Khabar Southeast Asia

  • English
  • Bahasa

"Satu Alamat" potret kerukunan umat beragama

Oleh Rochimawati untuk Khabar Southeast Asia di Solo, Jawa Tengah

Juni 14, 2014

Oxi Ramadani (kiri) dan Anisa Nur Khasanah membahas pembuatan film mereka

Oxi Ramadani (kiri) dan Anisa Nur Khasanah membahas pembuatan film mereka "Satu Alamat" di Pondok Pesantren Al Muayyad, Solo. [Rochimawati/Khabar]
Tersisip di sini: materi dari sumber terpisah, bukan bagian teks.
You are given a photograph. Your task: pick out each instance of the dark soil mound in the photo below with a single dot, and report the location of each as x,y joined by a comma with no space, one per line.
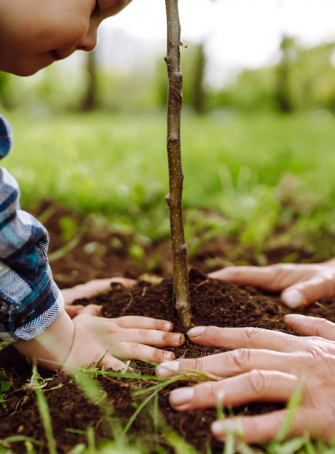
214,303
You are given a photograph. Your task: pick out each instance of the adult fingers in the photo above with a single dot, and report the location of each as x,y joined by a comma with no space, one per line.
254,386
311,326
151,337
309,291
92,309
273,277
134,321
122,280
133,350
265,428
233,338
233,363
109,362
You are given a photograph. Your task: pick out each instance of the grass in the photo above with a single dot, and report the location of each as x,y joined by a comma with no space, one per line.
119,441
259,172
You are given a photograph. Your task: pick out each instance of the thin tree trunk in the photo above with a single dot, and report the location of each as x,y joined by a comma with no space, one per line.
176,177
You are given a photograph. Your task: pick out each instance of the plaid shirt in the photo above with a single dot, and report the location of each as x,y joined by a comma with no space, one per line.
29,298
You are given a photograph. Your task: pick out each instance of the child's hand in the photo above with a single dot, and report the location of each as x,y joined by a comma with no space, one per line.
301,284
124,338
87,290
85,339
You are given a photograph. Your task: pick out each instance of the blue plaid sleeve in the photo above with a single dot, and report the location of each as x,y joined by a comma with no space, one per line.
30,301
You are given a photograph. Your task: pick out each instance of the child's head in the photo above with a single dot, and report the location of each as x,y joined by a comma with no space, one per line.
35,33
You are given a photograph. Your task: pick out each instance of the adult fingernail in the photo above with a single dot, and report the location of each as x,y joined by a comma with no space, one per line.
165,369
168,326
168,355
292,317
293,298
220,428
181,396
177,339
194,332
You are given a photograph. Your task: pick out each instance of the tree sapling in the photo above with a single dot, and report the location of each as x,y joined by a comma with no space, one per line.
174,198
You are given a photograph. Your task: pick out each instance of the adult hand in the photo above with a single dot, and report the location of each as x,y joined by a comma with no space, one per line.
301,284
265,366
129,337
89,289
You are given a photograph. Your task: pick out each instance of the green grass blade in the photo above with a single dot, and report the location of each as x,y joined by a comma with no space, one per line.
46,420
132,419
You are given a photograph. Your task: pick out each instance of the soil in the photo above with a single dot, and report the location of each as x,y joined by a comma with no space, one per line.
214,303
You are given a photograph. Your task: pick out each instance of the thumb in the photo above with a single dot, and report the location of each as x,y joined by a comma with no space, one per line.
306,293
311,326
91,309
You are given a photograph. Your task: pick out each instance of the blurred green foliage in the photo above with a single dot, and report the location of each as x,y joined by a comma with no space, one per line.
254,174
302,79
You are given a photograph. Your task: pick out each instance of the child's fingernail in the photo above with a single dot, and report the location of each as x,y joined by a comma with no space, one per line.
194,332
181,396
165,369
220,428
293,298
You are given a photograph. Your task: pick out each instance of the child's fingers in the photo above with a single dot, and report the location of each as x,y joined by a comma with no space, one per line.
92,309
134,321
311,326
109,362
73,311
133,350
152,337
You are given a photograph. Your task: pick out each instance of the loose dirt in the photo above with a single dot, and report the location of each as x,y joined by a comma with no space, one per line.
214,302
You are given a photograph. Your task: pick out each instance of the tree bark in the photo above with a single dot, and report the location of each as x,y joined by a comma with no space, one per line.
176,177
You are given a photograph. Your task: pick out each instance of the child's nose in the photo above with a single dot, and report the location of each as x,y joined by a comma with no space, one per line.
89,41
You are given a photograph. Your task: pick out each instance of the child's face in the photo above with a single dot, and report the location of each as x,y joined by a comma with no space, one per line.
35,33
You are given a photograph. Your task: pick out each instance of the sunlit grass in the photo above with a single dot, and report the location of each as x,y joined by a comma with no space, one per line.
258,171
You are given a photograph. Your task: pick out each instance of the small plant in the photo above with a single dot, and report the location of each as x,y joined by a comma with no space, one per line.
176,177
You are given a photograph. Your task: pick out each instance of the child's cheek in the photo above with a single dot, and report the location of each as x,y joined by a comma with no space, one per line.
71,36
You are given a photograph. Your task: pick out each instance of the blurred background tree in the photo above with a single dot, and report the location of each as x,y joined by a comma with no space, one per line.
302,79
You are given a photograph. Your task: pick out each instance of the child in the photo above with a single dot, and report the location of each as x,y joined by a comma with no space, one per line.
33,34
Oxi Ramadani, seorang santri di Pesantren Al Muayyad di Solo, merasa tertekan karena seringnya mendengar laporan tentang intoleransi di kotanya, meskipun adabermacam-macam agama.

Bersama dengan teman-temannya, Laula Sawitri Hilman, Siti Zaenab, Anisa Nur Khasanah, Yuyun Najinah Al-Kholisi dan Asyifa, Oxi menerima tawaran sekolahnya untuk membuat film dokumenter mengenai topik tersebut – yang memberi stempel citra kota kediamannya sebagai surga bagi ekstremis.
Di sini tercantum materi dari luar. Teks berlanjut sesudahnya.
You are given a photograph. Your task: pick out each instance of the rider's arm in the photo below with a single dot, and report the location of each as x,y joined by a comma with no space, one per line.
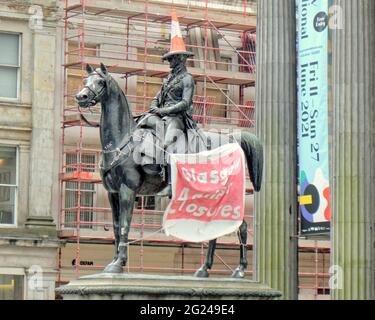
155,101
187,98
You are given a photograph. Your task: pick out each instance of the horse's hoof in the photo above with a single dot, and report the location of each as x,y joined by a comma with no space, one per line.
239,273
113,268
201,273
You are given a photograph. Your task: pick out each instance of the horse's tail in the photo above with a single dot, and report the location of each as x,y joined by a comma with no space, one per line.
253,150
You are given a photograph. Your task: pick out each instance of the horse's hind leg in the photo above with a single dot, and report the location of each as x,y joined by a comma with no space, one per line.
126,204
114,203
239,272
202,272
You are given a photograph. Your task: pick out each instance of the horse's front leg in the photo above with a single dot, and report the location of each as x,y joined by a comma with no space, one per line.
202,272
114,203
239,272
126,205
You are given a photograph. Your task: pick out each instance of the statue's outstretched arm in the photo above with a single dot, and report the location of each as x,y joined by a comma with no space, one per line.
155,102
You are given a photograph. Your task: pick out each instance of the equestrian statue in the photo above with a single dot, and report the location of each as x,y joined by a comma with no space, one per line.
135,149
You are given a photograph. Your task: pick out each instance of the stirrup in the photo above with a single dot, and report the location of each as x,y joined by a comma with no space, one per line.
166,192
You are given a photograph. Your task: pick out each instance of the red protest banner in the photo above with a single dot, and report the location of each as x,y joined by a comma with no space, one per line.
208,194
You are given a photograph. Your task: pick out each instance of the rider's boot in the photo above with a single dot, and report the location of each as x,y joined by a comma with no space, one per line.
167,191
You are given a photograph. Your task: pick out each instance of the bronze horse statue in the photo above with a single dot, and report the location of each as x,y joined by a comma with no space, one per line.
124,177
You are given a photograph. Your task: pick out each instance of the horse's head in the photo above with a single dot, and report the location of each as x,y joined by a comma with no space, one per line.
94,86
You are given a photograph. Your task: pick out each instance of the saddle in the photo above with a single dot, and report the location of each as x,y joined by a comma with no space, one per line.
150,154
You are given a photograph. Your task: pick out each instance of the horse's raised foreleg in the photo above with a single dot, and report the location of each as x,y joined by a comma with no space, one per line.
126,204
239,272
202,272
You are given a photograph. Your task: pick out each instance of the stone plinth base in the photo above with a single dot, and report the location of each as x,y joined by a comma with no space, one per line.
154,287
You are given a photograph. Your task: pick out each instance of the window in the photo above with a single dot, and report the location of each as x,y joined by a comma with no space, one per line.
87,193
9,65
8,185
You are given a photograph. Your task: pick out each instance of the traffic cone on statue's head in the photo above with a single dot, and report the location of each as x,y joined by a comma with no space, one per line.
177,42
"Kami belum pernah membuat film sebelumnya. Dalam pembuatan film ini untuk pertama kalinya saya memegang kamera," kata Anisa.
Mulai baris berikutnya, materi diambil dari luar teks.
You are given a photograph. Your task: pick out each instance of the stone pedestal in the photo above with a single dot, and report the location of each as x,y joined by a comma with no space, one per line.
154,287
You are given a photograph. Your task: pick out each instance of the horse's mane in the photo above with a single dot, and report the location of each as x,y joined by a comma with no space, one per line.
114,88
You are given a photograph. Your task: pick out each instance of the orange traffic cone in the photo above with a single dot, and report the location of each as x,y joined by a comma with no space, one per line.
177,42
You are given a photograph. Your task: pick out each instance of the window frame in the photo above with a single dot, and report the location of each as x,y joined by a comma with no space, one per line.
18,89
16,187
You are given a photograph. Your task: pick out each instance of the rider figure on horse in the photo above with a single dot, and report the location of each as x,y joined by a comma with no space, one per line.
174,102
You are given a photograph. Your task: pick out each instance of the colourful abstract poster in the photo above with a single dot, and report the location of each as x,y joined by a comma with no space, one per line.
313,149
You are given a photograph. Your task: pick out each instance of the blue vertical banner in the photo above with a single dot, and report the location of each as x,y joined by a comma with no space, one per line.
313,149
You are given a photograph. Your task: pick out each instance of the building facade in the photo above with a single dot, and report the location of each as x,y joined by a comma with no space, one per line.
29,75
Film "Satu Alamat" mengisahkan umat Muslim dan Kristen yang hidup rukun. Protagonis remajanya (juga bernama Anisa dan dimainkan oleh Oxi), menuntut ilmu di pesantren dan terganggu oleh banyak laporan mengenai ekstremis yang ditangkap di wilayahnya.

Pada akhirnya, ia menemukan kerukunan umat beragama masih ada di kotanya ketika dia menemukan bahwa Masjid Al-Hikmah dan Gereja Kristen Jawa (GKJ) Joyodiningratan secara dengan penuh rasa hormat berbagi satu alamat dan dinding di Solo. Masjid ini tidak memiliki beduk dan gereja juga tidak memiliki lonceng – sebagai pengingat bahwa agama lebih dari sekadar lambang, katanya.

"Kami ingin bangsa ini untuk sekali lagi menghormati keyakinan dan agama masing-masing. Kami ingin menunjukkan kepada dunia luar bahwa Solo benar-benar menghargai perbedaan," kata Oxi kepada Khabar Southeast Asia. "Dan juga, bahwa Solo bukan kota teroris."

Menghargai perbedaan

"Kami menganggap apa yang dilakukan para siswa Al Muayyad adalah sesuatu yang positif dlam membangun kerukunan umat beragama. Ini adalah contoh bagaimana kita bisa hidup berdampingan dengan baik, tanpa mengganggu satu sama lain," kata Pendeta Gereja Kristen Jawa Nunung Istining Hyang.

Ustad Ridho, guru di Pesantren Al Muayyad, berkata bahwa persatuan dan keragaman selalu diajarkan di sekolahnya. "Kami juga berharap bahwa kerukunan umat beragama hadir di kota-kota lain di Indonesia. Betapa indahnya bila kita saling menghormati dan menghargai," katanya.

Ridho mengatakan "Satu Alamat" dimulai dengan tawaran dari Institut Wahid dan Perhimpunan Pengembangan Pesantren dan Masyarakat (P3M) bagi para siswa yang terampil dalam produksi radio dan video dokumenter untuk menyuarakan nilai-nilai Islam yang damai dan toleran.

Film ini diputar di berbagai universitas dan di Festival Film Pelajar Pesantren 2013.

Yoyok Sunaryo, seorang warga dari Badran, berharap film ini dapat didistribusikan secara internasional "sehingga masyarakat Indonesia dan dunia tahu bahwa Solo benar-benar menghargai perbedaan dan bahwa Solo bukan sarang teroris."